Para rematar, os Mestrados atuais podem terminar com uma tese ou, em alternativa, com um projecto (que não é obrigatoriamente feito em ambiente industrial), ou mesmo com um estágio. Qualquer das licenciaturas antigas cabe nestas categorias (pelo menos, em Engenharia e até em Direito). Portanto, isto é uma ‘não questão’ na maior parte dos casos que conheço.
Conclusão
A conclusão é evidente. Está no título. A minha prima Rafaela deveria ser equiparada a Mestre pela legislação portuguesa e não deveria ter que pagar nem mais um tostão ou perder mais tempo a estudar para demonstrar as competências necessárias ao exercício da sua profissão, especialmente porque se trata neste caso de se exigir por via da lei uma duplicação de competências apenas porque as competências adquiridas antes de 2006 não estão a ser reconhecidas ao nível que deviam devido a uma ilusão que é causada por uma imprecisão linguística.
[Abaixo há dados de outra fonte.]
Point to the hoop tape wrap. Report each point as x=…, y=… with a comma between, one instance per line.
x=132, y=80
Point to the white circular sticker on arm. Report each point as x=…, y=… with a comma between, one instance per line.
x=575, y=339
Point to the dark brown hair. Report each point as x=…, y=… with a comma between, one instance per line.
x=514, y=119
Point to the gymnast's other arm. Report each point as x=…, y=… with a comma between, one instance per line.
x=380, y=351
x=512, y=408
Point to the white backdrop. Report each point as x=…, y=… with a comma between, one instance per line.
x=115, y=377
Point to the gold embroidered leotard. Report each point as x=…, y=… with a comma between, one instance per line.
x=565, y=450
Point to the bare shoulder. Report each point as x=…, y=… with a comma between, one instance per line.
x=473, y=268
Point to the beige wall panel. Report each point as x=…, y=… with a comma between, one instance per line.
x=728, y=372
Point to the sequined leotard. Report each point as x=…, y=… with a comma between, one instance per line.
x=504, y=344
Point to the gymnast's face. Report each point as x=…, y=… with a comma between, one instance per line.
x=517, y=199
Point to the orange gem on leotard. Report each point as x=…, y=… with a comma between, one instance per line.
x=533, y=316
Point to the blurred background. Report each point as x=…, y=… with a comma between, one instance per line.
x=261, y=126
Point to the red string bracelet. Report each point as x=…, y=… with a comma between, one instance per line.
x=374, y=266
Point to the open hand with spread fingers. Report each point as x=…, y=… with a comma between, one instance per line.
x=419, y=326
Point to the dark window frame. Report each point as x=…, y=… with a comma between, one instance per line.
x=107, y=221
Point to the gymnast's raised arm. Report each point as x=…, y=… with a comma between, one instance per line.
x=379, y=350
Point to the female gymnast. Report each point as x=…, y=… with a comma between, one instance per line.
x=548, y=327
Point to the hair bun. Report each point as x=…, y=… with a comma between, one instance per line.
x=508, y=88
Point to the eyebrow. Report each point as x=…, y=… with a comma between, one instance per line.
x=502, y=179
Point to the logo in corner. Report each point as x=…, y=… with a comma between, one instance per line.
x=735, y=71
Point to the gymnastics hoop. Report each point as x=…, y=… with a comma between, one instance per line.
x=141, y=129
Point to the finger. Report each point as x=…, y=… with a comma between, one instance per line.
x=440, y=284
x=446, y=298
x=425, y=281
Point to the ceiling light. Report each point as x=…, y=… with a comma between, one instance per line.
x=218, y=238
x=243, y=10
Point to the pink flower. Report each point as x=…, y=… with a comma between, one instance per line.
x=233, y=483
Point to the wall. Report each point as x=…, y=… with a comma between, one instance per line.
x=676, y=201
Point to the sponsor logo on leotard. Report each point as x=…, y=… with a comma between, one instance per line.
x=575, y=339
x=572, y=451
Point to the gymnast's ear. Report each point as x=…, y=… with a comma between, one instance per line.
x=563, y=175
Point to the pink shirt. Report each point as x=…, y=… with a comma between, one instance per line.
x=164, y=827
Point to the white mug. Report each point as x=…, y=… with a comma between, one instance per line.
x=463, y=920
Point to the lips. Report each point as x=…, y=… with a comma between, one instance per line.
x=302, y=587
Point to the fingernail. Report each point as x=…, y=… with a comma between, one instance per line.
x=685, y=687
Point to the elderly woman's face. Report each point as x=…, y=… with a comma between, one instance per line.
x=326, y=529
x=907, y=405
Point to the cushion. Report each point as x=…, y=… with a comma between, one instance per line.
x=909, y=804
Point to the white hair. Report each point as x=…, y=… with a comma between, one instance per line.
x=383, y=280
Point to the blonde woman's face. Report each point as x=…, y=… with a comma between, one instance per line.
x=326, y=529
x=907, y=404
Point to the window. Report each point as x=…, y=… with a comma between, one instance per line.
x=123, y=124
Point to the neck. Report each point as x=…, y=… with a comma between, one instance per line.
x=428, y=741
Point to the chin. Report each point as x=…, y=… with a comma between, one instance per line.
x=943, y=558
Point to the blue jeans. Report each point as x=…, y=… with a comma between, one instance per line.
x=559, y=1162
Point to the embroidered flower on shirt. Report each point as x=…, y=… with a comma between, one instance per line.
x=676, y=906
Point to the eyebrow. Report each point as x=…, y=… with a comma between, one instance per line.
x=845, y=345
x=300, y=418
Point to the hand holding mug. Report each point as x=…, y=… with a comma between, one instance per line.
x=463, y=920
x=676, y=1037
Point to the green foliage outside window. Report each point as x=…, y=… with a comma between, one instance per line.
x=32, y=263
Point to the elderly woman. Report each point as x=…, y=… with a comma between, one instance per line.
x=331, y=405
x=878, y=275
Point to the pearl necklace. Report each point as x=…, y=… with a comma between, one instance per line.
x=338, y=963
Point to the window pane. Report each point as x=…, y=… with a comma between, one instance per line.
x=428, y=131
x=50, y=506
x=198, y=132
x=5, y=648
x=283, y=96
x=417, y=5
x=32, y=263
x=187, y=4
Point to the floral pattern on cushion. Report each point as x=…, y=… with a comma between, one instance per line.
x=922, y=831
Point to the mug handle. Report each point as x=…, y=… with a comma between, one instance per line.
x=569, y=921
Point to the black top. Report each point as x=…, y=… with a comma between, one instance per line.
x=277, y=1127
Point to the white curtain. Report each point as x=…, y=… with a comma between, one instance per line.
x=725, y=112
Este é um assunto que dava pano para mangas, e o artigo já vai longo, mas só em conversa e analisando os diferentes cursos poderíamos esclarecer melhor a situação. Portugal fez um (enorme) disparate optando por dar o nome errado a formações que não o merecem. Mas é o costume neste País: nivelar por baixo. Agora os indignados (com imensa razão) que se resolvam, pelos seus próprios meios, devido às confusões internacionais com uma designação (Licenciatura) que ninguém sabe o que é. Andar para trás será dificílimo, e provavelmente não teremos outro remédio senão aceitar que os actuais Licenciados sejam designados como tal. Mas isso não reduz, pelo simples facto de usarmos a mesma palavra, as competências dos Licenciados pré-Bolonha, que, como o texto espero bem demonstre, deviam ser hoje equiparados a Mestres, de facto.